C/2013 X1 (PanSTARRS)

Discovery
- Discovered by: Pan-STARRS
- Discovery date: 4 December 2013

Orbital characteristics
- Epoch: 20 December 2015 (JD 2457376.5)
- Observation arc: 4.28 years
- Earliest precovery date: 17 October 2013
- Number of observations: 539
- Aphelion: ~7,960 AU (inbound)
- Perihelion: 1.314 AU
- Semi-major axis: ~3,980 AU (inbound)
- Eccentricity: 0.99967 (inbound) 1.00047 (outbound)
- Inclination: 163.23°
- Longitude of ascending node: 130.95°
- Argument of periapsis: 164.46°
- Mean anomaly: –0.003°
- Last perihelion: 20 April 2016
- Earth MOID: 0.309 AU
- Jupiter MOID: 1.084 AU

Physical characteristics
- Dimensions: 3.4–7.4 km (2.1–4.6 mi)
- Mean diameter: 5.4 km (3.4 mi)
- Synodic rotation period: 24.02±02 hours
- Comet total magnitude (M1): 10.7
- Apparent magnitude: 6.1 (2016 apparition)

= C/2013 X1 (PanSTARRS) =

Hyperbolic comet

C/2013 X1 (PanSTARRS) is a hyperbolic comet observed through telescopes between October 2013 and January 2018. It is one of many comets discovered by the Pan-STARRS survey.

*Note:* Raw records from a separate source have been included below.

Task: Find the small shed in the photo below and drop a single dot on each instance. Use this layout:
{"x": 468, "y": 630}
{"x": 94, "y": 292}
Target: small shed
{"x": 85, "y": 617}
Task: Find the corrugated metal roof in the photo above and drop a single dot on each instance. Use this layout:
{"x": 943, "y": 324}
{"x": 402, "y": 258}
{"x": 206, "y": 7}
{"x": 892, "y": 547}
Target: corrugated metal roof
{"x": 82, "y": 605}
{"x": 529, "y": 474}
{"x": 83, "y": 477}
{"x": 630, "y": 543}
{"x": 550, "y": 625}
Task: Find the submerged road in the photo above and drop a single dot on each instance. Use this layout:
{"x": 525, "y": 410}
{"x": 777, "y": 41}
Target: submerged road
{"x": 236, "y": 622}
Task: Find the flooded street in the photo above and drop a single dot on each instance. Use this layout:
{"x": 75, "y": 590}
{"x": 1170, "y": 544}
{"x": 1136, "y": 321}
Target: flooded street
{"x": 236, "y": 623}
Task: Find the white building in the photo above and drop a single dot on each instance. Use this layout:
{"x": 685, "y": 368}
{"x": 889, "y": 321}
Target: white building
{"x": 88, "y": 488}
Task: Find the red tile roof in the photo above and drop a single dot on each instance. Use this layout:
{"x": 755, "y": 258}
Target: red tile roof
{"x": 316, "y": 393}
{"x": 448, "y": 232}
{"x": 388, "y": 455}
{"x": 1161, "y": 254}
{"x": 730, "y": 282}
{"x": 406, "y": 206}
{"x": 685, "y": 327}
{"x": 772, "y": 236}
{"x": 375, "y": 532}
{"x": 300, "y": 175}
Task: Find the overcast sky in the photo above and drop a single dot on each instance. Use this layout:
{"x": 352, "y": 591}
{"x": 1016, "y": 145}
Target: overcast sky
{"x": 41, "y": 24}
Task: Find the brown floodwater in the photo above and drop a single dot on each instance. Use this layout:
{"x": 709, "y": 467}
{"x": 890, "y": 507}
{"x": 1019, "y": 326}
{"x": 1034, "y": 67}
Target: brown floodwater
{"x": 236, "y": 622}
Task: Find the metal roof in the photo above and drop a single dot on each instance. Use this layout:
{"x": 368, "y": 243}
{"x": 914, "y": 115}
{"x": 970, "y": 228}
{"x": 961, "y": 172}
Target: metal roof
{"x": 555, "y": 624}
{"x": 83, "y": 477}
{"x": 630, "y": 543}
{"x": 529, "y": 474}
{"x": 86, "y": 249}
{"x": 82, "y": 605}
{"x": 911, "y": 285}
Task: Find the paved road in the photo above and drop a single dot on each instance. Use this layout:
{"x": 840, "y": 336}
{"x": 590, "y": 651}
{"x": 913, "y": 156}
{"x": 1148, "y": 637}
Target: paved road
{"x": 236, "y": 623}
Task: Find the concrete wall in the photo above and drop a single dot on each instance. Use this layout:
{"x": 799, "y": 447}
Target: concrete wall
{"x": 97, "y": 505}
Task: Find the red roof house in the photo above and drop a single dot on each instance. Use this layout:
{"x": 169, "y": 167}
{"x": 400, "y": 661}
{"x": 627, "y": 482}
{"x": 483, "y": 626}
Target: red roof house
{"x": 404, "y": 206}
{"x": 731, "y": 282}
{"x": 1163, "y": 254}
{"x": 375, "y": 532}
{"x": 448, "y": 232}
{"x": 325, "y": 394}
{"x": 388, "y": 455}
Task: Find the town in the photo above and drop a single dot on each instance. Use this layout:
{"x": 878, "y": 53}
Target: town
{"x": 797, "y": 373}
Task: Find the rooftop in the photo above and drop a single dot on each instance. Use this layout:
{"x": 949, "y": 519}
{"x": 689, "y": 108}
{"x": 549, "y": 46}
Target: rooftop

== Physical characteristics ==
=== Nucleus size ===
Its nucleus has an estimated effective diameter of 5.4 km.

=== Rotation period ===
Photometric observations conducted in 2016 initially indicated that the comet has a rotation period of 11.95±0.36 hours. Revised geometric models in 2024 revealed that the comet has a longer rotation period of 24.02±0.2 hours.

=== Chemical composition ===
Ground observations conducted at the Special Astrophysical Observatory (SAO) and the Crimean Astrophysical Observatory (CrAO) detected emissions of carbon atoms (C_{2}, C_{3}), cyanogens (CN), and amides (NH_{2}) within the coma.